Aston Martin DBS Superleggera
Following a decade or more of glacial change, we suddenly can’t keep up with the slew of new Astons. This year alone we’ve already driven the new Vantage, the heavily revised AMR-spec DB11, and now there’s this, the new Aston Martin DBS Superleggera.
It’s the fastest and most powerful road car Aston has ever built – with a 211mph top speed and 715bhp twin-turbo V12 – and it ups the ante on the DB11, just as the Vanquish did on the DB9 before it. But it’s not called Vanquish this time around, as that’s now allegedly reserved for Aston’s forthcoming, mid-engined Ferrari 488 and McLaren 720S rival.
Instead the DBS name is back; it’s been around since ’67, and was last used on the Vanquish’s predecessor, another amped-up DB9, the one Daniel Craig barrel-rolled in his Casino Royale debut. As for the ‘Superleggera’ tag, Aston says it’s a homage to the lightweight construction methods pioneered by Italian coachbuilder Touring.
Where does the DBS Superleggera fit in?
Atop the lot, though Aston itself has blurred the lines a little with the recent introduction of the AMR-spec DB11, a car never in its product plans. 2017’s Mercedes-engined V8 version of DB11 outshone its bigger V12 bother, what with it being cheaper, more economical and better to drive. So the base V12 is gone, replaced with an Aston Martin Racing-badged model with more power (now 630bhp) and a sharper chassis.
Still, the DBS manages to put space between it and this interloper. Not least thanks to the extra power and torque easily available from the twin-turbo 5.2-litre V12: there’s now 715bhp, and an additional 148lb for a whopping 664lb ft total (which necessitated a new, strengthened eight-speed ZF gearbox).
Power still goes to the rear wheels, and Aston claims 0-62mph in 3.4 seconds and 0-100mph in 6.4 seconds. And I remember a time when the McLaren F1’s 3.2 and 6.3 seconds seems untouchable – and yet here we have a big front-engined GT that could breathe down its neck.
A DB11 on steroids…
It does, thanks to a new carbonfibre body. Weight is trimmed by 72kg (though it’s still 1693kg dry, and close to two tonnes with fluids and a driver aboard) but the real impact is in the extra visual menace. From the sculpted, vented clamshell bonnet to the muscular squared-off rear arches, it’s a gorgeous thing to behold.
Where there isn’t carbon, the huge front intake nixes Aston’s trademark grille for a more Zagato-esque nose flanked by inlets either side that add more menace. The side strakes aft of the front wheels are better resolved than on the DB11, and while that car always looks like there’s too much air between wheel and wheelarch, here the inch bigger forged alloys (now 21s) and 5mm ride height drop fill the gap to perfection. Only a little fussiness around the rear exhaust and lights let it down.

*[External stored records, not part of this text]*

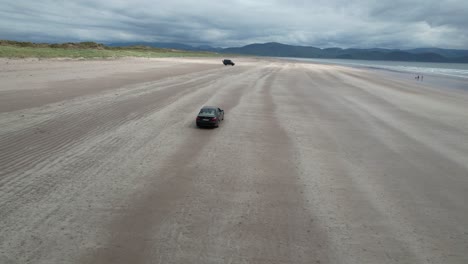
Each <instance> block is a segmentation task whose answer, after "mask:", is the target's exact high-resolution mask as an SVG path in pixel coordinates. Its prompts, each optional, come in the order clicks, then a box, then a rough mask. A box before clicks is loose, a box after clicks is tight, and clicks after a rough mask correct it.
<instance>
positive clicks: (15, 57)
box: [0, 45, 219, 58]
mask: <svg viewBox="0 0 468 264" xmlns="http://www.w3.org/2000/svg"><path fill="white" fill-rule="evenodd" d="M212 56H219V54H216V53H212V52H190V51H180V50H169V49H158V48H148V47H118V48H114V47H113V48H109V47H105V48H102V47H97V48H94V47H91V48H81V47H78V48H62V47H50V46H45V47H37V46H33V47H27V46H26V47H21V46H14V45H0V57H3V58H121V57H145V58H158V57H212Z"/></svg>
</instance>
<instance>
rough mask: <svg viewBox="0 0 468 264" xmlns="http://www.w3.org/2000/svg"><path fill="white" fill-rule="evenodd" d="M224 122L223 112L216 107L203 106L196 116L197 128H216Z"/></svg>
mask: <svg viewBox="0 0 468 264" xmlns="http://www.w3.org/2000/svg"><path fill="white" fill-rule="evenodd" d="M222 120H224V110H223V109H221V108H219V107H216V106H204V107H202V109H200V112H199V113H198V116H197V120H196V122H197V127H218V126H219V122H221V121H222Z"/></svg>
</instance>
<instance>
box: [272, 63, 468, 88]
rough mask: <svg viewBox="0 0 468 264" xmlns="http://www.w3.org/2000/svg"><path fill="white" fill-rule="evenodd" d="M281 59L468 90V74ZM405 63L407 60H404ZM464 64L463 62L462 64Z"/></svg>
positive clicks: (409, 80)
mask: <svg viewBox="0 0 468 264" xmlns="http://www.w3.org/2000/svg"><path fill="white" fill-rule="evenodd" d="M274 59H279V60H285V61H294V62H302V63H312V64H322V65H336V66H342V67H350V68H354V69H362V70H367V71H369V72H374V73H377V74H382V75H389V76H392V77H394V78H397V79H399V80H400V81H414V82H417V83H421V84H427V85H429V86H430V87H432V88H436V89H445V88H450V89H457V90H462V91H468V76H466V77H463V76H456V75H446V74H441V73H423V74H422V73H417V72H414V71H405V70H397V69H390V68H383V67H378V66H371V65H368V66H367V65H358V64H352V63H349V64H345V63H339V62H336V63H334V62H332V61H331V60H330V61H328V60H327V61H319V60H314V59H312V60H309V59H307V58H274ZM403 63H405V62H403ZM462 65H463V64H462ZM418 75H419V76H421V75H422V76H424V80H421V79H420V80H415V76H418Z"/></svg>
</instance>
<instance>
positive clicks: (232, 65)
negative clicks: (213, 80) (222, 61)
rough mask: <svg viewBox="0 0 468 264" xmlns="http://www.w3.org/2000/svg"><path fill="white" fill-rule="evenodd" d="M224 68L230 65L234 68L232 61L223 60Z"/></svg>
mask: <svg viewBox="0 0 468 264" xmlns="http://www.w3.org/2000/svg"><path fill="white" fill-rule="evenodd" d="M223 64H224V66H227V65H231V66H234V62H233V61H232V60H228V59H224V60H223Z"/></svg>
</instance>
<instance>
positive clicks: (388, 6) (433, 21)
mask: <svg viewBox="0 0 468 264" xmlns="http://www.w3.org/2000/svg"><path fill="white" fill-rule="evenodd" d="M1 2H3V3H1ZM467 13H468V2H467V1H465V0H443V1H433V0H427V1H422V0H405V1H403V0H393V1H372V0H356V1H345V0H316V1H303V0H288V1H285V0H276V1H268V2H266V1H252V0H234V1H212V0H199V1H197V2H196V3H194V2H193V1H189V0H172V1H164V2H162V1H154V0H135V1H132V2H130V1H123V0H112V1H111V0H101V1H88V0H86V1H85V0H81V1H79V0H78V1H53V0H43V1H35V2H33V1H27V0H16V1H15V2H11V1H6V0H5V1H3V0H0V38H3V39H5V38H14V39H18V40H21V39H23V40H29V41H88V40H90V41H100V42H111V41H171V42H182V43H188V44H197V45H200V44H210V45H214V46H224V47H225V46H240V45H246V44H250V43H254V42H271V41H276V42H282V43H287V44H295V45H311V46H318V47H331V46H338V47H385V48H411V47H430V46H438V47H444V48H465V49H466V48H468V36H467V35H468V33H467V32H468V29H467V27H466V25H468V18H467V16H466V14H467Z"/></svg>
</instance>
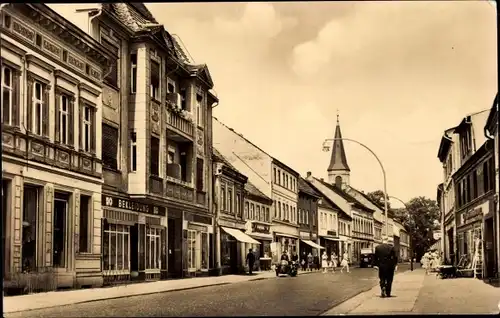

More than just extra power and less weight
Those tyres are 265-section at the front, and 305 at the back (up from 255 and 295 respectively) and it’s Pirelli P Zero rubber rather than Bridgestone S007s now. They wrap carbon ceramic discs in place of the DB11’s steel brakes. There’s a new exhaust too, bespoke suspension geometry, while aero tweaks (including a fixed rear spoiler in place of the DB11’s pop-up item) generate more downforce – now 180kg at top speed, the most of any series-production Aston – without any additional drag.
Inside the changes aren’t quite so striking; here the DBS is more obviously a re-trimmed DB11. Though that’s no bad thing, as Aston’s fit and finish keeps getting better, the DBS-specific materials now err towards carbon rather than wood, and all the infotainment electronics work wonderfully. It’s not something we could praise in the past (and the Mercedes-sourced parts are still a novelty) but by the time the company’s DBX SUV turns up in 2019 we’ll be long past mentioning it – and that for Aston will be the real victory.